Little noticed was President-elect Obama’s first faux pas. Because the shoes thrown by the Iraqi reporter were thrown at the President of the United States. It was an affront to an office, one that will soon be held by Barack Obama. It was dishonourable for him not to have taken offense when our President was pelted with shoes. It was disgraceful that Obama did not take offense to Bush being called a dog.

The response of Iraqi justice was totally appropriate. George Bush was also a guest in their country. Not only was it an attack on a head of state. Traditions of Arab hospitality demand that guests be protected. To let the attack on America’s President go unpunished would not only be an affront to him but a disgrace to the obligations of a host to protect his guests.

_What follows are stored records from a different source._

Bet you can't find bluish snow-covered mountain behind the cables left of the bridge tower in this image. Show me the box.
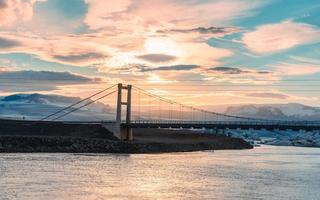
[0,94,113,121]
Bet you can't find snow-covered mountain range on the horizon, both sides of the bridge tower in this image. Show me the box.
[0,93,320,120]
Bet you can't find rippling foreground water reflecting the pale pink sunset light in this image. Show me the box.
[0,146,320,200]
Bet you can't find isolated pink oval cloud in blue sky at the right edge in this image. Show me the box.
[242,21,320,54]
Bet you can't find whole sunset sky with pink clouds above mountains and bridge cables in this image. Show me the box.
[0,0,320,106]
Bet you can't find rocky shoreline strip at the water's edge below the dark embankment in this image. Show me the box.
[0,136,252,153]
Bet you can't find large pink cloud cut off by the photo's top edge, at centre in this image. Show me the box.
[85,0,265,31]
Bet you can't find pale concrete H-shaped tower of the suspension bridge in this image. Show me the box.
[116,83,133,140]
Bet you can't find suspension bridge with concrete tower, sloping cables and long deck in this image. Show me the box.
[26,83,320,140]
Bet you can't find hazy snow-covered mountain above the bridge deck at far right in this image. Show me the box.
[225,103,320,120]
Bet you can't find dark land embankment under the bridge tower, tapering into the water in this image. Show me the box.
[0,120,252,153]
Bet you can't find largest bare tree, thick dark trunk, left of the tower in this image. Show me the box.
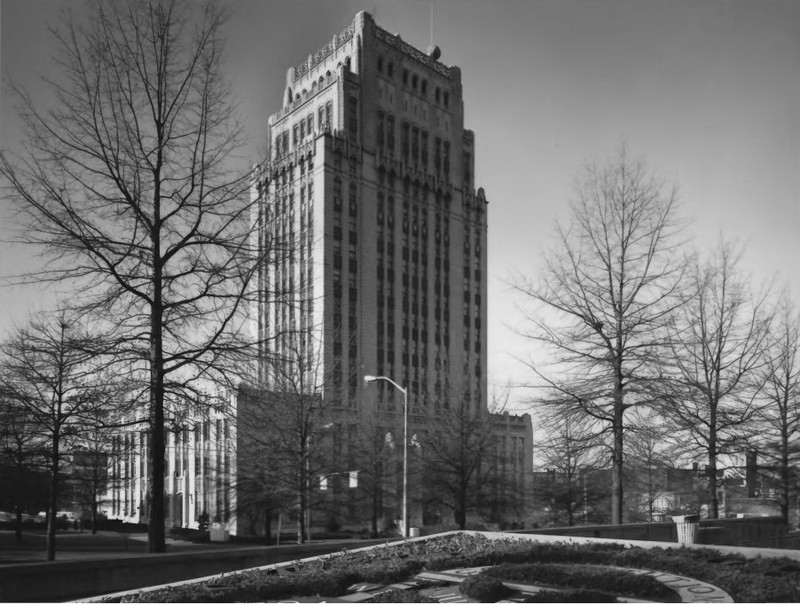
[0,0,269,552]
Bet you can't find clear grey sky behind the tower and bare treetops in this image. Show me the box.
[0,0,800,406]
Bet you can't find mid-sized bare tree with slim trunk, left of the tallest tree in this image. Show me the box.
[0,312,105,561]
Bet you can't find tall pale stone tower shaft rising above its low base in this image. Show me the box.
[254,12,487,446]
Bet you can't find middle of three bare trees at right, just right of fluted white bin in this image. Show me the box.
[661,241,771,519]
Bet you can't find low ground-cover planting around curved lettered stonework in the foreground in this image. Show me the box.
[114,533,800,602]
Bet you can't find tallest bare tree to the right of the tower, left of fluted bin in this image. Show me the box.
[516,148,684,524]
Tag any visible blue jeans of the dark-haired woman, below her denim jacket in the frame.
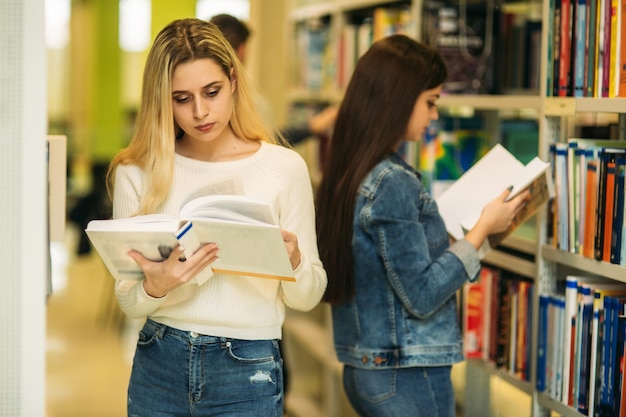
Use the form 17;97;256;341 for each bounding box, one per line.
343;365;455;417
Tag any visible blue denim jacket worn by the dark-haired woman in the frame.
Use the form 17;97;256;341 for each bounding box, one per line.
332;154;480;369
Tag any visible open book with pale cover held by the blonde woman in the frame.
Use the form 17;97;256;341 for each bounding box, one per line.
85;195;295;284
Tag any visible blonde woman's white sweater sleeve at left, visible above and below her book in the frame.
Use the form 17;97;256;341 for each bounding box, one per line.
113;165;167;318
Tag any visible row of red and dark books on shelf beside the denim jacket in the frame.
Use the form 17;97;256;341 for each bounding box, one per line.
463;265;534;381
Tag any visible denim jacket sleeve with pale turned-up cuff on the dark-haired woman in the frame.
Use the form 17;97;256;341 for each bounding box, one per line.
355;169;480;318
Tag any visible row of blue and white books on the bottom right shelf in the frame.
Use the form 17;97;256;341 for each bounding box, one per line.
537;275;626;417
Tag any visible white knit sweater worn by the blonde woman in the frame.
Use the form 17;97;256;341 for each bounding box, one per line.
113;143;326;340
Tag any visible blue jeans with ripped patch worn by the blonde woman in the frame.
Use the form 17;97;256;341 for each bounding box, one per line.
128;319;284;417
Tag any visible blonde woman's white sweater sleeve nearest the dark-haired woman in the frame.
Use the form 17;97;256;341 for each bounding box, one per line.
279;151;327;311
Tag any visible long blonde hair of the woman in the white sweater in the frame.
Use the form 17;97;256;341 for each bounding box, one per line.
107;19;285;214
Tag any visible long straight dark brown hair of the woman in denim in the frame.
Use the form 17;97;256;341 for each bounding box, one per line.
316;35;447;304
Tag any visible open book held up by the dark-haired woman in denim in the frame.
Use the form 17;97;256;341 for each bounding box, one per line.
437;144;554;258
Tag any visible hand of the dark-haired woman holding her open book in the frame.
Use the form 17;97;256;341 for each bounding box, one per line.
465;189;530;249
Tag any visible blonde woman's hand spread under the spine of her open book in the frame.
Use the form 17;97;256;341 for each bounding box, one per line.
128;243;219;298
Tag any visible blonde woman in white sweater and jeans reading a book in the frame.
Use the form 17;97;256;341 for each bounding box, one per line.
109;19;326;417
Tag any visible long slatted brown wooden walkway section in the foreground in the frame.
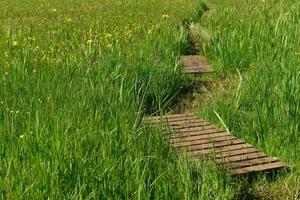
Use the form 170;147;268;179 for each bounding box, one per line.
144;113;286;175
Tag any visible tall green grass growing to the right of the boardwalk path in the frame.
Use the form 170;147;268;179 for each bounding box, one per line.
198;0;300;199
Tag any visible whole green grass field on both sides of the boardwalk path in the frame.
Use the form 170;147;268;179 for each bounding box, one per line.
0;0;300;199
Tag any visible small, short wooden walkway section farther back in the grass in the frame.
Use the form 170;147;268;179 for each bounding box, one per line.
180;55;213;74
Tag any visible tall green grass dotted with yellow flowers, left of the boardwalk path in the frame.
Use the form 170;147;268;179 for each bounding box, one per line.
0;0;240;199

While George Bush’s response may have been sporting by American standards, it projects a perception of weakness in the Arab world. The seven years of imprisonment faced by the President’s assailant is nothing compared to what he would have faced under Sadaam Hussein, who probably would have had the man’s entire family wiped out.

In the Arab perception , there is little difference between Obama and Bush. Their differences are seen as cosmetic. It was not under the presidency of “imperialist warmonger” Ronald Reagan that the Iranians overran the US embassy in Teheran. It was under the “peacemaker” Jimmy Carter.

The silence of Obama on the affront to America’s honour is disturbing. The closest analogy in western experience is that of a substitute teacher, who overlooks a few small infractions, tries to be friendly and easygoing and ends up being a doormat.

How much loss of life will be involved as Barack Obama learns on the job? How long will it take before perceived weakness invites a cycle of disrespect culminating in violence?

The latest news is that of mobs demonstrating, demanding that the “shoe man” be freed.Understanding the Arab world and giving into Arab mobs are two different things. It would be unwise to plead for leniency for an attack on a head of state. If the response is not harsh, then others will contemplate throwing far more lethal objects than shoes.

We have for better or worse elected a new President. The world is taking our measure. We should behave accordingly. When a leader forgoes his honour, those whose names are quickly forgotten pay the price.


KGS said...

In full agreement. Obama should have expressed his outrage. what do you think is going to happen to him once the Muslims abroad figure out that he's actually an apostate?

Anonymous said...

"Traditions of Arab hospitality demand that guests be protected."
What would you do if the person who killed your wife/children/parents and is still torturing the rest of your family comes to your home as a guest? Prepare the best food you can and entertain him? I will not throw shoes at him. Neither will I make food for him. I will kill him. Or hand him to the cops and ensure he is hanged!